NEW YORK (GenomeWeb) – Rare germline mutations that alter genes involved in cilia and/or microtubule function may enhance an individual's risk of developing testicular germ cell tumors (TGCT), a testicular cancer that is relatively common in men between the ages of 15- and 45 years old.

Researchers from the Institute of Cancer Research, Queen Mary University, and elsewhere did exome sequencing on germline samples from nearly 1,000 individuals with familial and sporadic TGCT, and more than 1,600 unaffected controls. Their findings, published online today in Nature Communications, suggested that at least a subset of TGCT cases involve heterozygous alterations that affect genes coding for cilia or microtubule components.

"[W]e report the largest WES study to date of familial and sporadic TGCT, identifying rare mutations in [cilia-microtubule genes] as determinants of disease susceptibility," senior author Clare Turnbull, a genetics and epidemiology researcher at the Institute of Cancer Research, and her co-authors wrote. They further noted that homozygotic mutations in such genes have previously been implicated in autosomal recessive ciliopathy cases.

Past genome-wide association studies — including work that Turnbull's team published last year — have uncovered common variants associated with TGCT risk. Given the strong heritability of the disease that has been described from prior family studies, the researchers set out to expand the view of genetic features involved in TGCT risk by focusing on rare mutations predicted to upend functions of the resulting proteins.
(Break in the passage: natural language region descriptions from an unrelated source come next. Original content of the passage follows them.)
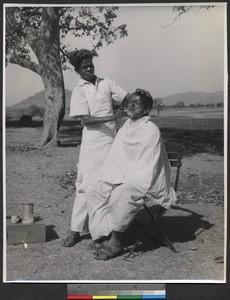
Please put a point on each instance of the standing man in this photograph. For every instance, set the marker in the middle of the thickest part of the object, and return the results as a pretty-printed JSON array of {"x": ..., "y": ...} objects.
[{"x": 91, "y": 100}]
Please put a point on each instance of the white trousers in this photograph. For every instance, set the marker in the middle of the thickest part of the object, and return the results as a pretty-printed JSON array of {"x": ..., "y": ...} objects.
[{"x": 111, "y": 207}]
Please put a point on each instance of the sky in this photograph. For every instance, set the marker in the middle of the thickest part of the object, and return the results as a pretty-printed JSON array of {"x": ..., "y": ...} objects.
[{"x": 187, "y": 56}]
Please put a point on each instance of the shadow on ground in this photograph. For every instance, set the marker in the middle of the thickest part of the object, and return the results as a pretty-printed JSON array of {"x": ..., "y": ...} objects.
[
  {"x": 196, "y": 141},
  {"x": 178, "y": 229}
]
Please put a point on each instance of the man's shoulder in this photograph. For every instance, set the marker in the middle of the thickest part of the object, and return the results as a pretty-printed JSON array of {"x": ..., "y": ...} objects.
[{"x": 151, "y": 125}]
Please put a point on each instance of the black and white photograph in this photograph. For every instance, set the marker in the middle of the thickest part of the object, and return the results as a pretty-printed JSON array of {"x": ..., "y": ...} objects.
[{"x": 115, "y": 143}]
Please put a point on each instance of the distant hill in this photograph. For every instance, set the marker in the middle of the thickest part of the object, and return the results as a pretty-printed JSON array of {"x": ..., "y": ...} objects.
[
  {"x": 194, "y": 98},
  {"x": 188, "y": 98},
  {"x": 38, "y": 99}
]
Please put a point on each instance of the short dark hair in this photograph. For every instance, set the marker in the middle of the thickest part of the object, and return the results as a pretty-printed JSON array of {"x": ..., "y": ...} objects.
[
  {"x": 76, "y": 57},
  {"x": 147, "y": 100}
]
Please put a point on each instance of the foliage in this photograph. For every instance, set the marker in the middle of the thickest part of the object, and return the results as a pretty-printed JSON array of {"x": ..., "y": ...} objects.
[
  {"x": 95, "y": 23},
  {"x": 180, "y": 10}
]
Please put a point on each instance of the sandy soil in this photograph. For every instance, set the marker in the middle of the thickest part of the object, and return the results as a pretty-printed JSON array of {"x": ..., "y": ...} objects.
[{"x": 46, "y": 177}]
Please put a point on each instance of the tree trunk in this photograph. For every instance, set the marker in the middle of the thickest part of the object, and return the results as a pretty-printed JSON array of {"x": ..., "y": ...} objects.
[{"x": 47, "y": 49}]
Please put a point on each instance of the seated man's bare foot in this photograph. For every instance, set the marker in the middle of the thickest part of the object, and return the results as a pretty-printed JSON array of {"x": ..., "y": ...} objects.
[
  {"x": 71, "y": 239},
  {"x": 105, "y": 252}
]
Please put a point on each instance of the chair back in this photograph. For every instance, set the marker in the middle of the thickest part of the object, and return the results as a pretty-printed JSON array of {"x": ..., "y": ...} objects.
[{"x": 175, "y": 154}]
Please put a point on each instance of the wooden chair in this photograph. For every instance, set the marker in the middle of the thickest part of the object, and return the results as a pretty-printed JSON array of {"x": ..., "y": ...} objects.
[{"x": 175, "y": 154}]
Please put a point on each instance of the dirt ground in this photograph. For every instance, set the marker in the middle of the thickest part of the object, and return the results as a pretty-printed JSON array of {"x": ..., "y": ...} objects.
[{"x": 46, "y": 177}]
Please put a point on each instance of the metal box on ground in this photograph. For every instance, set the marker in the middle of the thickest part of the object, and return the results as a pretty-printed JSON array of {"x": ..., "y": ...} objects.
[{"x": 26, "y": 233}]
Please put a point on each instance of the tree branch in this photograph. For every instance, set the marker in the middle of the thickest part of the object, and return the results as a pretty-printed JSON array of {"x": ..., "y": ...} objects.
[
  {"x": 25, "y": 64},
  {"x": 176, "y": 18},
  {"x": 63, "y": 53}
]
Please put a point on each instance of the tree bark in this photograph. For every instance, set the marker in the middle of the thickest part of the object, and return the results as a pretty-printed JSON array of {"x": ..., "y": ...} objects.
[{"x": 45, "y": 42}]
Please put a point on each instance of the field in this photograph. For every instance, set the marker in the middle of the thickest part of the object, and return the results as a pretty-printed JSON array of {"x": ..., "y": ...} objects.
[{"x": 195, "y": 224}]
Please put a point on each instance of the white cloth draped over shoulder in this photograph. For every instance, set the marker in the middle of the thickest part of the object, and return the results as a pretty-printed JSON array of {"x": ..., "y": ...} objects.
[{"x": 138, "y": 157}]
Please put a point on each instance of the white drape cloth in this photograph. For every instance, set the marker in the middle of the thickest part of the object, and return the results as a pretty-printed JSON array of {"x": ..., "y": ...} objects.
[
  {"x": 94, "y": 100},
  {"x": 136, "y": 166}
]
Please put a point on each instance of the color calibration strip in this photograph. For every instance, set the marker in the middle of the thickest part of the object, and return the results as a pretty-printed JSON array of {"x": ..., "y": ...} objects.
[{"x": 119, "y": 292}]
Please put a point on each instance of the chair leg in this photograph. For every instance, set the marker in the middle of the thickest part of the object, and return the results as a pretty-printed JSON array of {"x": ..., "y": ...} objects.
[{"x": 154, "y": 221}]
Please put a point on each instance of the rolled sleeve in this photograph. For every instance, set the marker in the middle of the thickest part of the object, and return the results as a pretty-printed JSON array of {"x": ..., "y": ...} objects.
[
  {"x": 117, "y": 92},
  {"x": 78, "y": 103}
]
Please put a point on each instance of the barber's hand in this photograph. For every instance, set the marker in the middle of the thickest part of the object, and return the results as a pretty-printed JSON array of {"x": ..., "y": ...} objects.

Using Illumina HiSeq2000 or 2500 instruments, the team sequenced protein-coding portions of the genome that had been captured with TruSeq kits in 328 TGCT patients from 153 TGCT-prone families, and 1,644 unaffected controls. From these exomes, it identified 13 families affected by mutations involving the dynein arm-coding gene DNAAF1 or other cilia-microtubule genes.

The researchers' gene set enrichment analyses supported the notion that cilia-microtubule gene mutations can contribute to TGCT risk, as did exome sequencing analyses on 634 individuals with sporadic TGCT from their replication cohort.
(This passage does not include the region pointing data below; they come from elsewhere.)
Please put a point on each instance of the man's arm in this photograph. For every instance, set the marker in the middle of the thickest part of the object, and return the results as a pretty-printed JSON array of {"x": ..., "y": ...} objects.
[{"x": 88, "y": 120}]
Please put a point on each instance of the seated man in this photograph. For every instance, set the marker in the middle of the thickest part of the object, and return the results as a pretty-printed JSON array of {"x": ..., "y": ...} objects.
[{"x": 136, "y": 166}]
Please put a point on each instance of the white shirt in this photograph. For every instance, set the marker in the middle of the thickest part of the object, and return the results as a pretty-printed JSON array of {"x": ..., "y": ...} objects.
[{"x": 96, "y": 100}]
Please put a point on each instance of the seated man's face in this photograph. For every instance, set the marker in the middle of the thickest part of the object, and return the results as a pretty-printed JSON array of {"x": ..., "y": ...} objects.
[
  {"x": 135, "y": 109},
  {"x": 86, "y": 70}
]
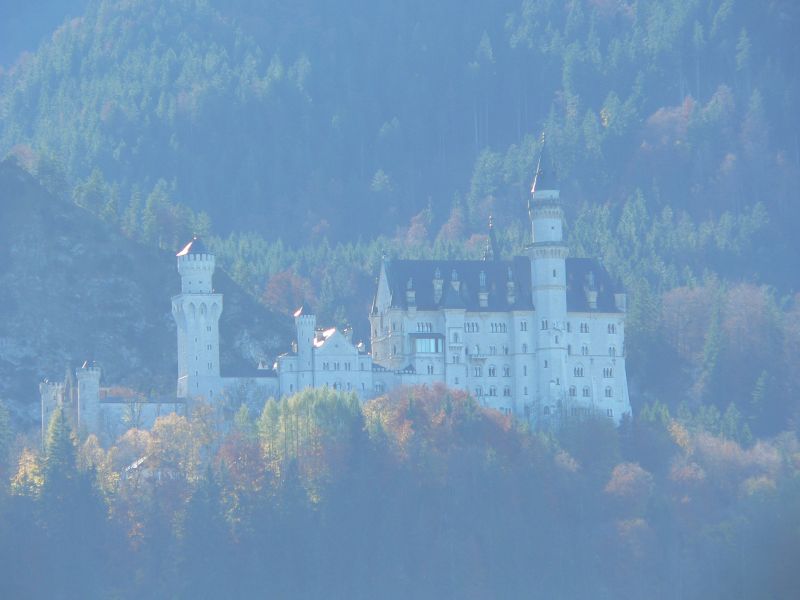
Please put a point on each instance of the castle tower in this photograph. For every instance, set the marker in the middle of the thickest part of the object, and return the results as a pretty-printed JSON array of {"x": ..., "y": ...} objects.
[
  {"x": 548, "y": 253},
  {"x": 196, "y": 311},
  {"x": 89, "y": 396},
  {"x": 306, "y": 324}
]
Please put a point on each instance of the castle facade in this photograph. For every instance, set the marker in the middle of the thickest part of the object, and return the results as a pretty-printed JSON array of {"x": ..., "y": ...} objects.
[{"x": 540, "y": 337}]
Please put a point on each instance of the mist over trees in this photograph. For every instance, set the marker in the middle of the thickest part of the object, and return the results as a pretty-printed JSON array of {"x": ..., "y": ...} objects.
[{"x": 421, "y": 493}]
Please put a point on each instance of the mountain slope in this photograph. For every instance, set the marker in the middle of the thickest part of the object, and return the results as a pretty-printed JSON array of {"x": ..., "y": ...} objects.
[{"x": 75, "y": 289}]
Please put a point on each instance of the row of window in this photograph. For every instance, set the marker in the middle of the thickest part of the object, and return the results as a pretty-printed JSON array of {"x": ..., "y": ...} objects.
[
  {"x": 608, "y": 372},
  {"x": 586, "y": 392},
  {"x": 492, "y": 392},
  {"x": 473, "y": 327},
  {"x": 326, "y": 366},
  {"x": 580, "y": 411}
]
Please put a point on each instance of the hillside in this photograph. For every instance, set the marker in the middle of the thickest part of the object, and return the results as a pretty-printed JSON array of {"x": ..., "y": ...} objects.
[
  {"x": 350, "y": 120},
  {"x": 76, "y": 289}
]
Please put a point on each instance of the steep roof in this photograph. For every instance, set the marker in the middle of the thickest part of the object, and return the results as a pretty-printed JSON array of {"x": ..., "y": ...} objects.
[
  {"x": 195, "y": 246},
  {"x": 494, "y": 275}
]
When the team used immunohistochemistry to test for DNAAF1 expression in TGCT tumor samples from three individuals with germline mutations in the gene, it found a corresponding drop in DNAAF1 expression in the tumors. Moreover, the group's follow-up experiments in mutant zebrafish suggested TGCT risk is ratcheted up dramatically when the DNAAF1 is altered or missing.

"The functional basis of inactivation of [cilia-microtubule genes] in oncogenesis remains to be established; however, ciliation and the cell cycle are mutually exclusive with both processes competing for the centrosome," the authors wrote. "Hence, cilia inactivation may bias towards cell cycle progression and proliferative growth."